6) The common argument “I have worked very hard for my doctorate and I deserve recognition” I find rather underwhelming. Yes you have, and good on you. But why do you really need everyone around to know how smart/educated/credentialed you are? For me it screams vanity or insecurity and chips on the shoulders, or worse if your demand is directed in particular at the “plebs”, such as stewardesses or porters. In any case, lot of people work hard in their fields and disciplines and score some major achievements. Should a talented classical musician who’s part of a major philharmonic orchestra be addressed by everyone as “Maestro”? Should a small businessperson who builds their company from nothing to 100 employees and multi-million turnover be addressed as “Mogul”? Or an Olympic medalist as “Champion”? And if not, why not? Why should an advanced university degree be an exception in this case and entitle you to a special treatment?
7) The most amusing part of the whole controversy is that it is by and large the supposedly egalitarian left that’s most up in arms and most insistent that holders of doctorates should be Doctors to everyone. In reality, as we know so well now, some animals are always most equal than others; scratch most leftists and you reveal an elitist who thinks they are morally and intellectually superior to most other people and so should be in charge of things under the new, “better” system. Everyone wants to be a commissar, no one wants to slave at an iron smelter. Go on Twitter and check the bios of the most vocal advocates of their Doctorial privilege and more often than not you’ll find they also have their preferred pronouns there as well as a nod to #BLM and other virtuous causes.

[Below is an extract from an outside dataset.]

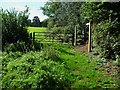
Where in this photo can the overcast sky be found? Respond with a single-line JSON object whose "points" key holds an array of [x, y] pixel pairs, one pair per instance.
{"points": [[34, 6]]}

8) Lastly, there is of course an element of hypocrisy, such as this story from three years ago from “The Washington Post” about whether to call Sebastian Gorka “Dr Gorka” or simply “Mr Gorka”. The article quoted many authorities: “ ‘My feeling is if you can’t heal the sick, we don’t call you doctor,’ Bill Walsh, The Washington Post’s late, great copy chief, told the Los Angeles Times in 2009″ or ” ‘We use titles,’ Oppenheimer wrote [in “a magnificent takedown of ‘Dr.’ usage in the New Republic in 2014″], ‘just to honor our supposed betters: Queen Elizabeth, Sir Paul McCartney. As an American and a democrat, I think this usage is stupid, un-American, and best left overseas’.” The article even went as far as to suggest that Gorka is not respected among his academic colleague, as if to underline that he really really shouldn’t be indulged. There was even this wonderful – and a timely – recollection:
Amy Sullivan, a religion writer for Time magazine, said she smiled when she heard the vice president’s wife announced as Dr. Jill Biden during the national prayer service the day after President Obama’s inauguration.“Ordinarily when someone goes by doctor and they are a Ph.D., not an M.D., I find it a little bit obnoxious,” Sullivan said. “But it makes me smile because it’s a reminder that she’s her own person. She wasn’t there as an appendage; she was there as a professional in her own right.”